Поцелуй с дальним прицелом - Арсеньева Елена - Страница 21
- Предыдущая
- 21/79
- Следующая
На площадке, возле приоткрытой двери с такой же табличкой, что и внизу, стояла какая-то девица.
Нет, она была не какая-то. Отнюдь! Она была просто… просто сногсшибательная, то, что на лексиконе писательницы Дмитриевой называлось «Умри, Голливуд!».
Штучный товар: неописуемая красота, рот, напоминающий цветок, изумрудно-зеленые глаза, волосы цвета кукурузных волокон (правда, в наше время этого дивного цвета можно достичь в любой парикмахерской, но тут явно потрудился куафер по имени Природа), малость высоковата, может быть, и тощевата, если честно – кожа да кости, но какая кожа и какие кости, в смысле – фигура… Черная крепдешиновая юбочка в мелкий деревенский цветочек (хит парижского летнего сезона!) развевается вокруг невероятных загорелых ног, черный топик кажется нарисованным на восхитительной груди…
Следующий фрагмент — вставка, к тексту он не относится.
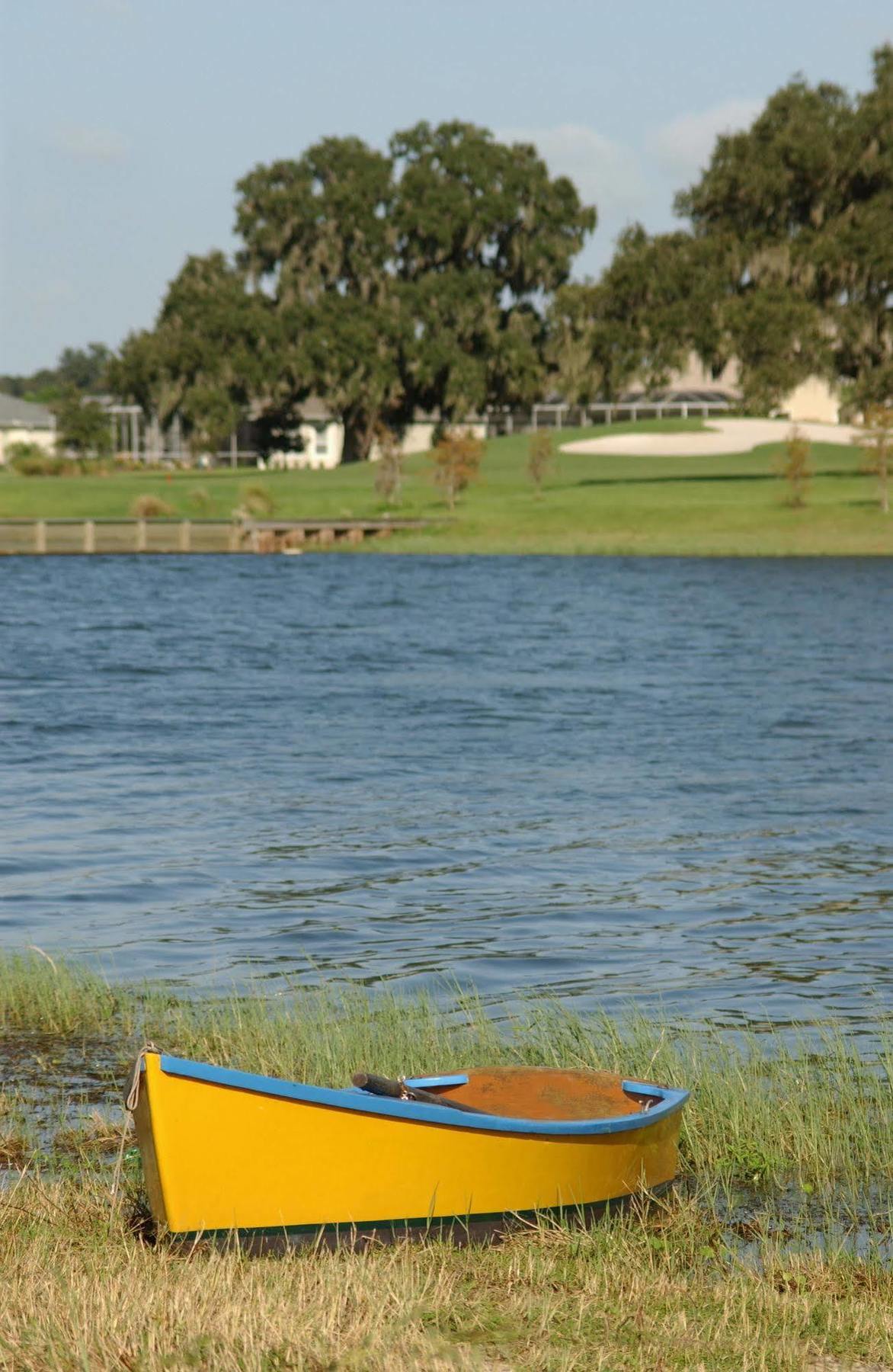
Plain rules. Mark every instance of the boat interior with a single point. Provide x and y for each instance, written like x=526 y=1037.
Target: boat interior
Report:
x=538 y=1092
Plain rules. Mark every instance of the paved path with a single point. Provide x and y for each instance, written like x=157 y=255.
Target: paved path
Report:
x=722 y=437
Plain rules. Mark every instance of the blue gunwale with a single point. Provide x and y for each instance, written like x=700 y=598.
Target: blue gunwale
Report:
x=670 y=1101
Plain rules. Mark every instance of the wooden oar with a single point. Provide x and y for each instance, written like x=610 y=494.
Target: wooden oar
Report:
x=399 y=1091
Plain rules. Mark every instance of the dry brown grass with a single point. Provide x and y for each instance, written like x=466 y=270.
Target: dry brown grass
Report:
x=80 y=1293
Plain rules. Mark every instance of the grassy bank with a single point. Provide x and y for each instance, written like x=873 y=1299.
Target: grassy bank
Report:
x=634 y=1293
x=591 y=504
x=767 y=1109
x=797 y=1271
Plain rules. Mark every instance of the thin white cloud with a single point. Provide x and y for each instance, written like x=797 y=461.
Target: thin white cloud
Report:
x=113 y=8
x=89 y=144
x=605 y=173
x=685 y=144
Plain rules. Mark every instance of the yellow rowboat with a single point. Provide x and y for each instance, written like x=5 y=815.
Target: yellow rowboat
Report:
x=231 y=1154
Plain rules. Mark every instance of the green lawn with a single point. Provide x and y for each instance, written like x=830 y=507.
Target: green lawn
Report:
x=591 y=504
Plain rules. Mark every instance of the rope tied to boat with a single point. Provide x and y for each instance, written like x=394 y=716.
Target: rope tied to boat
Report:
x=130 y=1101
x=132 y=1094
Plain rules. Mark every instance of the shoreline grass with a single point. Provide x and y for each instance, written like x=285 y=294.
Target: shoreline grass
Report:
x=597 y=504
x=769 y=1109
x=799 y=1276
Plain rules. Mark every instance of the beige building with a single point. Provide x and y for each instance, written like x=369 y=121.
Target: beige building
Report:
x=22 y=422
x=811 y=402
Если это секретарша киллера Шершнева, то он сделал правильный выбор. Несомненно, что благодаря этой девице число его клиентов неуклонно растет, потому что при встрече с ней каждый нормальный человек начинает мечтать о немедленной смерти: мужчина – от невозможности обладания такой красоткой, женщина – от невозможности обладания такой красотой…
– Que vous voulez?[10] – высокомерно спросила девица, глядя сверху вниз на очень даже не низенькую писательницу.
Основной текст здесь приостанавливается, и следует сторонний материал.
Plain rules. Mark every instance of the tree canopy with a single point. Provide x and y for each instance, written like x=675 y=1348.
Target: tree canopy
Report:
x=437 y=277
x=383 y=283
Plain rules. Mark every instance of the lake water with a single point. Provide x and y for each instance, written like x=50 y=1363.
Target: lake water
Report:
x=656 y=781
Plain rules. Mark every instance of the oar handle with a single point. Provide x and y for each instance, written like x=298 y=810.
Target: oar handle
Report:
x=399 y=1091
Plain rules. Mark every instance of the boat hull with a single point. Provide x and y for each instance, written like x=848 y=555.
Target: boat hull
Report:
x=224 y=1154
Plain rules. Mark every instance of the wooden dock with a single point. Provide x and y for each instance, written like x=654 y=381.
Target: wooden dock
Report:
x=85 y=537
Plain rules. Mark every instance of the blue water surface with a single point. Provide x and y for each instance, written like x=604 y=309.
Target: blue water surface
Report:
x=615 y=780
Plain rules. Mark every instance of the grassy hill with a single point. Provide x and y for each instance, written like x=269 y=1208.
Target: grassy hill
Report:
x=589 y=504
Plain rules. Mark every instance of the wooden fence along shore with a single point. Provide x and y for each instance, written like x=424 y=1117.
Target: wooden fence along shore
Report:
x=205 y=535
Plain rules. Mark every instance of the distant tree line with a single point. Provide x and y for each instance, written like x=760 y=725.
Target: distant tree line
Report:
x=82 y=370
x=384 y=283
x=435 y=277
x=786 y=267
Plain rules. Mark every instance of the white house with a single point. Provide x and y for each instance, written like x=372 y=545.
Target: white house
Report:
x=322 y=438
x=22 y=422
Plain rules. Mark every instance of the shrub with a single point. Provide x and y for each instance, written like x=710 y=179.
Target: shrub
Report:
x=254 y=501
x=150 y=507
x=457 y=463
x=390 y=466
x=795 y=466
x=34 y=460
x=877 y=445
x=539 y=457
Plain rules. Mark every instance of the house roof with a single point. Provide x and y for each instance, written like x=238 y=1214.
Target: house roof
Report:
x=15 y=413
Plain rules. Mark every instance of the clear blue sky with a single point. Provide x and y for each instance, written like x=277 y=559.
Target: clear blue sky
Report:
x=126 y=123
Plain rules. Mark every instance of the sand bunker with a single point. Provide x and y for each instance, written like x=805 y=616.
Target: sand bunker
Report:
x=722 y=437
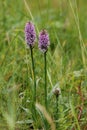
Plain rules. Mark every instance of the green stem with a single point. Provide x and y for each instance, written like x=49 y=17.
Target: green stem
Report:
x=45 y=71
x=33 y=67
x=57 y=111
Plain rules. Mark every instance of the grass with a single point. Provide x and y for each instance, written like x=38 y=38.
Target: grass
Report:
x=66 y=22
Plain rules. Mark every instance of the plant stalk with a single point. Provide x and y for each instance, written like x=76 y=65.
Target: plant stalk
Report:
x=45 y=72
x=33 y=68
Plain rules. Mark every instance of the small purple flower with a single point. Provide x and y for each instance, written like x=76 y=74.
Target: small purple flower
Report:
x=43 y=41
x=30 y=34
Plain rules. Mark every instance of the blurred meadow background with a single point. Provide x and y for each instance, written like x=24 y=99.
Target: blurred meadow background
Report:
x=66 y=22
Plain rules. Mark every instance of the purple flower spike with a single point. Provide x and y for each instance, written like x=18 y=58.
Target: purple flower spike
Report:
x=43 y=41
x=30 y=34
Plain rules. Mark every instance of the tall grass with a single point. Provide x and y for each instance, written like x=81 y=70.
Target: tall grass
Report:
x=66 y=23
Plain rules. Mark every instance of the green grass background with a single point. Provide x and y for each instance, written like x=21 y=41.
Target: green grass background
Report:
x=66 y=22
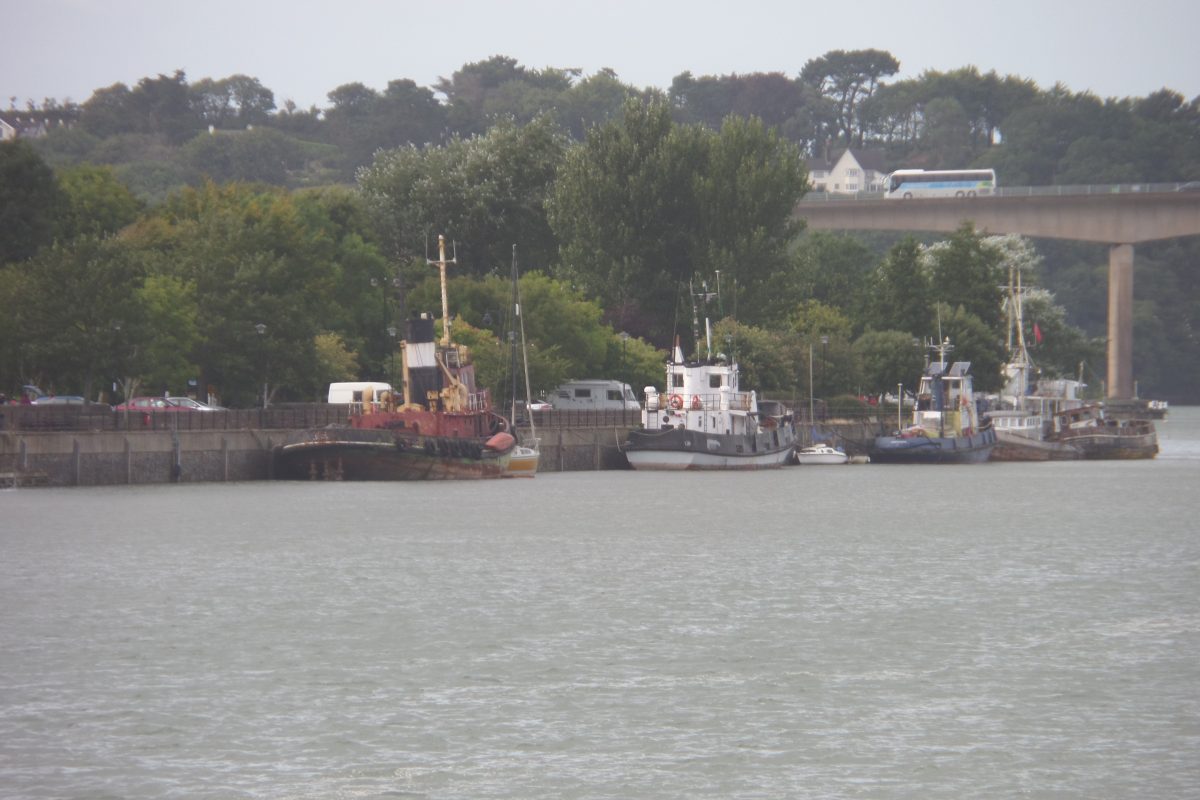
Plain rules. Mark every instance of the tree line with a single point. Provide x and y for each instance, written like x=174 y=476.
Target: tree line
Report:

Этому взгляду было предназначено играть роль контрольного выстрела и окончательно уничтожать сраженного посетителя. Однако голос секретарши, наоборот, помог Алёне обрести утраченное душевное равновесие. Во-первых, голос был редкостно неприятный: визгливый, резкий, просто-таки плебейский, он мигом нарушил очарование, а во-вторых, что-то такое в нем прозвучало, какие-то до боли знакомые и родные интонации, которые заставили Алёну осторожно спросить:
– Извините, вы русская?
На фарфоровом личике на миг появилась трещинка растерянности:
– Да… а откуда вы знаете?
«Оттуда, что только русские ведут себя в Париже по-хамски, – чуть не брякнула Алёна, вспомнив свое прошлогоднее посещение парижского офиса Аэрофлота на Елисейских Полях. Сидевшая там Снежная королева со следами былой красоты на лице так и разбрызгивала каждым своим словом и взглядом жидкий азот на несчастных, решивших воспользоваться услугами одиозной авиакомпании. – У настоящих французов хороший тон – это подчеркнутая любезность!»
– Ну, только русские девушки бывают такими красивыми, – улыбнулась Алёна, и ее немедленно ослепило солнце ответной улыбки.
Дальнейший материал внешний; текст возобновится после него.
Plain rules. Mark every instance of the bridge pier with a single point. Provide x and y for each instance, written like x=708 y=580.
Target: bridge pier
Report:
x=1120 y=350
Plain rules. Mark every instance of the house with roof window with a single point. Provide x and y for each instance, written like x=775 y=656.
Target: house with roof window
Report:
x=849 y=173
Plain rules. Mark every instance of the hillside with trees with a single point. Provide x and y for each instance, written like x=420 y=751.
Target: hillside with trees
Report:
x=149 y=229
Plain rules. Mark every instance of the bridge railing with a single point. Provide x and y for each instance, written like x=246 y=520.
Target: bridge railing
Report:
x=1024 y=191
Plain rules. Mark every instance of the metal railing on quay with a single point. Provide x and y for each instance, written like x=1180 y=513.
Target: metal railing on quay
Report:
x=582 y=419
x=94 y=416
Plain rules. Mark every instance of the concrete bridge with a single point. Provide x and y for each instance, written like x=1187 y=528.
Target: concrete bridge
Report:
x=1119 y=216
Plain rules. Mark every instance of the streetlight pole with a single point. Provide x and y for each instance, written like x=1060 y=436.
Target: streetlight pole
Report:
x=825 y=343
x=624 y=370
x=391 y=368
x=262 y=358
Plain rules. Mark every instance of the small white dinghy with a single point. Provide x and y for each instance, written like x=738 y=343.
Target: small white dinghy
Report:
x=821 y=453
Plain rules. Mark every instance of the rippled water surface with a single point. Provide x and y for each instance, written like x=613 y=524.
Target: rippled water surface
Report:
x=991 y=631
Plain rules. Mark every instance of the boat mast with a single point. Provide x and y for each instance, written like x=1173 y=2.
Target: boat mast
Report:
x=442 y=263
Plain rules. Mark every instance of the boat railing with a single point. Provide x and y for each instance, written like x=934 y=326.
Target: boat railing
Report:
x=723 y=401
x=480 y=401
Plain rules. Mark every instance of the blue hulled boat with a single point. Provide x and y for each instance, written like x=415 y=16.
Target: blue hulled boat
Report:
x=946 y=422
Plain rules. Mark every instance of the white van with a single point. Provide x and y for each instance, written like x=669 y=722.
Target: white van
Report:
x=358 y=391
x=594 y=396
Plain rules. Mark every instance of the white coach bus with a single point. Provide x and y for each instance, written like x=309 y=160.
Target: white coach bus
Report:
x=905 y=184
– Ой, вы знаете, я вообще не понимаю, почему все только и говорят об очаровании француженок. По-моему, смотреть не на что, только на одежду! – затараторила секретарша.
Ну что ж, она говорила чистую правду, Алёна тоже не могла понять, вокруг чего там сыр-бор разгорелся… Может быть, этот миф создали после 1812 года те же высокородные идиоты, которые, побывав в Париже, переняли у французов страсть к субтильным женским фигуркам и свержению существующего режима?.. Однако вдаваться в историко-психологические подробности сейчас не было времени: из приоткрытой за спиной секретарши двери донесся бой часов.
Алёна взглянула на свое запястье. Три часа.
– Извините, мне бы хотелось увидеть мсье Шершнева.
– Мсье Шершнева сейчас нет. А вам назначено?
– Нет, я не на прием. Видите ли, вчера у мсье Шершнева был мой шеф, мсье… мсье Баре, однако он забыл в его кабинете свой блокнот и прислал меня за ним.
Теперь бело-розовый фарфор покрылся целой сетью озабоченных трещинок:
– Забыл блокнот? В кабинете? А где именно?
– О, вот этого я не знаю. Может быть, мы просто заглянем туда и посмотрим? Блокнотик такой довольно потрепанный, на обложке – русский алфавит.
– Русский? Ваш шеф – тоже русский, как и мсье Шершнев?
Хороший вопрос. Учитывая, что фамилия шефа – Баре… Ну и секретаршу выбрал себе киллер!
– Нет, он француз, – предельно вежливо и терпеливо пояснила Алёна, – но у него русская жена, поэтому он интенсивно зубрит наш язык. Однако блокнот к этим урокам не имеет отношения, там важные записи, что-то относительно их расчетов с мсье Шершневым. Насколько я поняла, вчера они договаривались о гонораре, шеф собирался перевести нужную сумму, да забыл блокнот, а в нем номер счета.
Да, окажись у киллера Никиты Шершнева секретарша-француженка, запудрить ей мозги не удалось бы ни за что, это уж точно. Во-первых, пришлось бы сто лет подбирать слова, и еще не факт, что удалось бы все произнести правильно. Во-вторых, француженки вовсе не так легковерны, как русские супермодели, которые моментально дуреют, лишь только речь заходит о деньгах.
– Номер счета? Тогда конечно, конечно… А если шеф убрал блокнот в стол? У меня нет ключей от его стола. Что же в этом случае делать?
«Взломаем!» – Алёна с трудом удержала совет на кончике языка.
– Ну что – ничего не будем делать, понюхаем пробой да и пойдем домой, – сказала она.
Услышав эту незамысловатую поговорку, секретарша сощурила свои дивные зеленые глаза и начала смеяться. Смех у нее был совершенно невероятный – вот уж правда что чарующий! Нежный-нежный, словно зазвенели разом все колокольчики в лесу, еще сбрызнутом росой, но уже чуть освещенном первыми лучами утреннего солнца… Бог ты мой, при звуке этого смеха в голову приходили только самые поэтические на свете сравнения, звуки его хотелось облечь в строки сонетов, рондо, баллад и даже триолетов…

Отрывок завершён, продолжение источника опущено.